Regex to detect words that are not quoted

Question

I have this regex which detects all words:

\b[^\d\W]+\b

And I have this regex to detect quoted texts:

\'[^\".]*?\'|\"[^\'.]*?\"

Is there a regex which can detect words which are not in quotes(both single and double)?

example:

import re
a = "big mouse eats cheese? \"non-detected string\" 'non-detected string too' hello guys"
re.findall(some_regex, a)

It should output this ['big', 'mouse', 'eats', 'cheese', 'hello', 'guys']

I know I can use re.sub() to detect the quoted text and then replace it with a blank string but thats what I don't want to do.

I also looked up this page regex match keywords that are not in quotes and tried this (^([^"]|"[^"]*")*)|(^([^']|'[^']*')*) but it didn't work A regex to detect string not enclosed in double quotes also tried this (?<![\S"])([^"\s]+)(?![\S"])|(?<![\S'])([^'\s]+)(?![\S']) both detected all words

Answer 1

You can use

import re
a = '''big mouse eats cheese? "non-detected string" 'non-detected string too' hello guys'''
print( [x for x in re.findall(r'''"[^"]*"|'[^']*'|\b([^\d\W]+)\b''', a) if x])
# => ['big', 'mouse', 'eats', 'cheese', 'hello', 'guys']

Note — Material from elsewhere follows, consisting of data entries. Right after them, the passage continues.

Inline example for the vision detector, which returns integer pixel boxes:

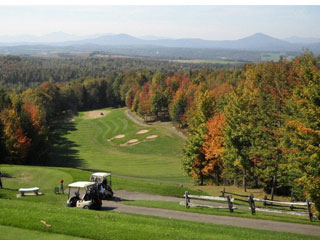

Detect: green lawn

[0,225,87,240]
[0,165,205,207]
[0,199,319,240]
[51,108,190,182]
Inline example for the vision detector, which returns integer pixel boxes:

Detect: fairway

[53,108,190,182]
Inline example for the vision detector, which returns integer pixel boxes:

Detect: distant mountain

[230,33,294,51]
[139,35,167,40]
[284,36,320,43]
[0,32,320,53]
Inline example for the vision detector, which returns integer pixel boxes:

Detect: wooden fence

[184,192,237,213]
[184,189,313,221]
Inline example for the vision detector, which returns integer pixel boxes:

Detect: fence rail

[184,188,313,221]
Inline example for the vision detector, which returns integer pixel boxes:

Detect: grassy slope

[123,201,320,226]
[58,109,189,182]
[0,199,319,240]
[0,225,86,240]
[0,165,203,206]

See the Python demo. The list comprehension is used to post-process the output to remove empty items that result from matching the quoted substrings.

This approach works because re.findall only returns the captured substrings when the capturing group is defined in the regex. "[^"]*"|'[^']*' part matches but does not capture strings between single and double quotes, and the \b([^\d\W]+)\b part matches and captures into Group 1 any one or more letters or underscores in between word boundaries.